改訂新版 世界大百科事典 「カノン法大全」の意味・わかりやすい解説
カノン法大全 (カノンほうたいぜん)
Corpus juris canonici[ラテン]
中世ヨーロッパにおいてローマ法大全と並ぶ重要な地位を占めた教会法集成。教会法大全と呼ばれることもある。12世紀中葉から15世紀中葉ごろまでに編纂された6編の法典・法令集からなっている。(1)グラティアヌス教令集(1140ころ),(2)グレゴリウス9世教皇令集Decretales Gregorii PPIX(通称リベル・エクストラLiber extra,法典。1234),(3)第六書Liber sextus(法典。1298),(4)クレメンス集Clementinae(法典。1317),(5)教皇ヨハネス22世追加教皇令集Extravagantes Johannis PP ⅩⅩⅡ,(6)普通追加教皇令集Extravagantes communes。これら6編の法典・法令集が公式にカノン法大全と呼ばれるようになったのは1580年以後のことであるが,グレゴリウス9世教皇令集以下の5編は,いずれも既存の法令集または法典に追加して一体corpusとなす目的で編纂されており,カノン法大全の名称自体は,すでに14世紀中から用いられていた。

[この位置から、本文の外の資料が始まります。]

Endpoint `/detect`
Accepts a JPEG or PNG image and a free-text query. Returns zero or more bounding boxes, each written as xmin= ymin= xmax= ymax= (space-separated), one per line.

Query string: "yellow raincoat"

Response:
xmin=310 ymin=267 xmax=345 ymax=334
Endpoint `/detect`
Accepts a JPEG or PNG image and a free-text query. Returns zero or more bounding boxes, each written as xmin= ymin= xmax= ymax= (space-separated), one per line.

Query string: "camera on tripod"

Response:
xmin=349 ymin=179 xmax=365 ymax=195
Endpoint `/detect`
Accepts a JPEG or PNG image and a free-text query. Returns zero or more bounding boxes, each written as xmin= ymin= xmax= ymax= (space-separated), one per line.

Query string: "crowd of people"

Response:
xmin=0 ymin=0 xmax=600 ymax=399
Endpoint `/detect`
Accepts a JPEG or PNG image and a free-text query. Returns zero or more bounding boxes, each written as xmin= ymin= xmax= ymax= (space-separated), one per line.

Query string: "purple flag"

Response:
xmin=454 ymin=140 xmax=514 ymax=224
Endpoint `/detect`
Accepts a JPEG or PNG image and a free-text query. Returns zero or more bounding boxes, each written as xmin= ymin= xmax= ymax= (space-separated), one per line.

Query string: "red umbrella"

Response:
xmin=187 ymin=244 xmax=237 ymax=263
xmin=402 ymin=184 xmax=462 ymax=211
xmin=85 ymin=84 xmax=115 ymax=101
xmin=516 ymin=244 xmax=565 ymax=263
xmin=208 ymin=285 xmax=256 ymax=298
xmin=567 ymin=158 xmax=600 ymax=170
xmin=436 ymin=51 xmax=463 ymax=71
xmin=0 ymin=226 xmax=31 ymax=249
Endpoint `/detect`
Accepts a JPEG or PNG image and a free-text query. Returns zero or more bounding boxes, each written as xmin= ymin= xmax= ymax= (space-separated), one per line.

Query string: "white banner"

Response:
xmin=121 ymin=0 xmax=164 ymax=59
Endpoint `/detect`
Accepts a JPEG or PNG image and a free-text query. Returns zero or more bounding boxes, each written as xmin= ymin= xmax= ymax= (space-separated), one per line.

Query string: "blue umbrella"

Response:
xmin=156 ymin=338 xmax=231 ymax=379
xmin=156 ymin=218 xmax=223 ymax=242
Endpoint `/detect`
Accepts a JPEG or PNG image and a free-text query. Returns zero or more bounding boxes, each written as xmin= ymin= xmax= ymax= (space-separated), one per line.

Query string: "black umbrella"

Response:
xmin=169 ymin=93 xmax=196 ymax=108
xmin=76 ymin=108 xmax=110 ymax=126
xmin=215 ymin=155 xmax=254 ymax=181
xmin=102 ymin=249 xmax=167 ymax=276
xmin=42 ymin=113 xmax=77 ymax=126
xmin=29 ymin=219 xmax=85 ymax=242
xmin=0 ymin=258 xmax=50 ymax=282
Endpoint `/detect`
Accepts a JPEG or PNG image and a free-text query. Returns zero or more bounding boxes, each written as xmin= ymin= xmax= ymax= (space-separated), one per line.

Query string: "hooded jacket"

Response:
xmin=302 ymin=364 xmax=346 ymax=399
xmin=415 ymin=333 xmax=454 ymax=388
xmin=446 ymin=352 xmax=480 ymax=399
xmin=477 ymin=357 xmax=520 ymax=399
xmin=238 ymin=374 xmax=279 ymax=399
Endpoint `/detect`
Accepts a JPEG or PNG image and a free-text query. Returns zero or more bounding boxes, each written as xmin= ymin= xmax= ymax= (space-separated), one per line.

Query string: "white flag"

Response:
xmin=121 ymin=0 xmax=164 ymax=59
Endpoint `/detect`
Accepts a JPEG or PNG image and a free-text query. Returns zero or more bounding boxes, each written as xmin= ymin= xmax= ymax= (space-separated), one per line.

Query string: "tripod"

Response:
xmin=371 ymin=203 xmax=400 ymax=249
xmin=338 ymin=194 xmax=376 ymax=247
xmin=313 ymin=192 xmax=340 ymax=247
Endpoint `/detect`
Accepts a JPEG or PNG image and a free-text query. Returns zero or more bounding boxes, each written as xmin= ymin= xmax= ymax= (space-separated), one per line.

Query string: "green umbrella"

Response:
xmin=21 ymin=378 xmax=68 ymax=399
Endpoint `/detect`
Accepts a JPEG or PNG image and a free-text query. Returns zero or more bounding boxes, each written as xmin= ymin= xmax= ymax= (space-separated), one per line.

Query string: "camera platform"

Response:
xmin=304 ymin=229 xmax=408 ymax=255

カノン法大全中の法は,カトリック教会においては旧教会法典の施行時(1918)まで現行法の効力を保持し,初期のプロテスタント諸教会においても重要な教会法源と認められた。また,カノン法大全の法は,ローマ法大全のそれと共に,中世ヨーロッパの普通法jus communeを形成し,ヨーロッパ大陸諸国に継受されて,これらの国々の法発展を基礎づけた。